I have to admit, just like many women out here,  I just knew I would be married with 2.4 kids by now. I was to have the house (got that), a good paying job(it is), my degree (got several), and a wonderful family at home. (still in progress).

 

But it wasn’t for a lack of trying. You see I had tried everything. Everything in the mo fo' sun.  I know you are thinking “nuh un, if you did you wouldn’t be single right now.” Now, that is partially true.  Let me clarify that I am not single because I’m deficient in something.(or so i'm told)  I’m single because it is just not my time.  Back in the days I use to be the chick that said there weren’t any good men. This was my view because I couldn't get into a good, solid relationship. But that was far from the truth. There are plenty of good men out here, but unfortunately good doesn’t equate to the “right one.”  My dating history is very colorful as I do not discriminate.  I’ve dated rich guys, broke guys, bad credit, good credit, no kids, 50 kids, etc., etc., etc.  After going so hard in the paint prior to my 30s I was able to sit back and analyze the age old question of why I was not married.

Reasons Why I am Not Married

 

1.       No Chemistry- I was told that chemistry could grow, if you give it a chance.  I would differ to say that you don’t really grow it, but there is already something there. It just later grows into a romance.  Sometimes you don’t have a romantic chemistry, but you just have a “okay, he’s not that bad” chemistry.  This is basically he's not cute, he's not ugly, and he's to interact with.  If you say that, then it can grow to something more if it is nurtured accordingly.
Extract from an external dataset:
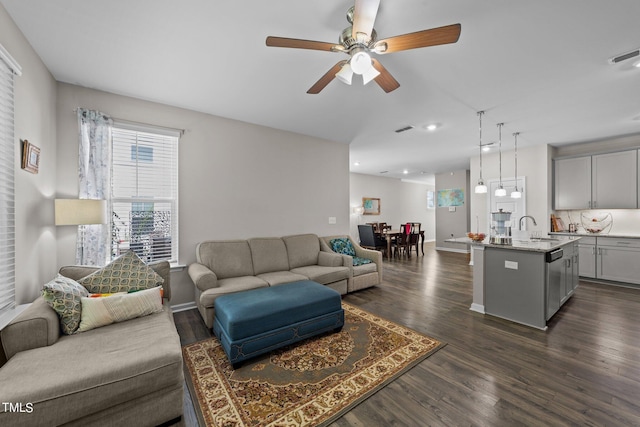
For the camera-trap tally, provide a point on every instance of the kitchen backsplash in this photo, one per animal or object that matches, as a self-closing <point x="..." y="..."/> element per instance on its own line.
<point x="625" y="221"/>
On the flip side I was going out on dates and wasn’t even catching their jokes and vice versa.(it was painful as f*ck ya'll)  Or the dates went well because my “representative” was present but based on the interaction I know if the real me was there they would have been turned off.

2.       Goals/Morals were off…Like seriously wayyy off-  Sometimes you guys don’t have the similar major views or goals as each other and that’s not okay unless someone is willing to change them.  The key is that they must be willing to change their goals/morals because they want to change them.  If someone changes because of you and not because of self, it’s harder to maintain because they really didn’t want the change, they wanted you. Wants that fascination wears off (and it will) it's a high chance they'll go back to their original processes. Perhaps their overall morals don’t line up with yours.  Morals are the codes that we use to live our life by. Whether it's religious, spiritual, or their own set. Everyone has their own morals but sometimes it just won't align with yours and that can be tough.  I know a guy who is an amazing guy and at one point of time I could have saw myself with him. However upon learning that his criteria in life will require him to have the ability to sleep with other women while being married.  I would say it worked out for the best that I didn't keep chasing that dream.

3.Timing-Jesus, Mary, Joseph, if this isn't the story of my life.  I have come across a few men that I completely connected with and thought they could be the one. However, there were several circumstances surrounding them that made it unreasonable or just unlikely that a relationship would form.  Perhaps they were moving away for work and can't do long distance relationships. Or maybe they got out of a crappy relationship and aren't ready to go down that path for a long time.  One may say that this means that these people aren't the ones for you and that may be. But it still hurts like heck when you lose a potential good mate.

 

Then it happened. I turned 30 but things hadn't changed overall.  I didn't lose my uterus. My world didn't come crashing down.  I was just 30 and single. That year I took inventory of my life and where I was mentally.  I wasn't in a poor position but I felt like I could be doing more. You see, I held things off because I felt like I wanted to wait until I got a boyfriend (or even better a husband). I would think "let me wait until I get a man and we can do this together!"  I was trying to go for that whole "let's speak it into existence" thing. But time waits for no woman.  I saw several friends near and far lose their lives from illness or other accidents.  I didn't want to leave this world with regrets because I never traveled or never owned my own home, or not taking chances.  I stopped putting so much emphasis on dating and started focusing on enriching my life with knowledge and experiences.

I'm still open for Mr. Right as I know when it is time, it'll happen. Until then I'm still single, 32, andnow, exploring.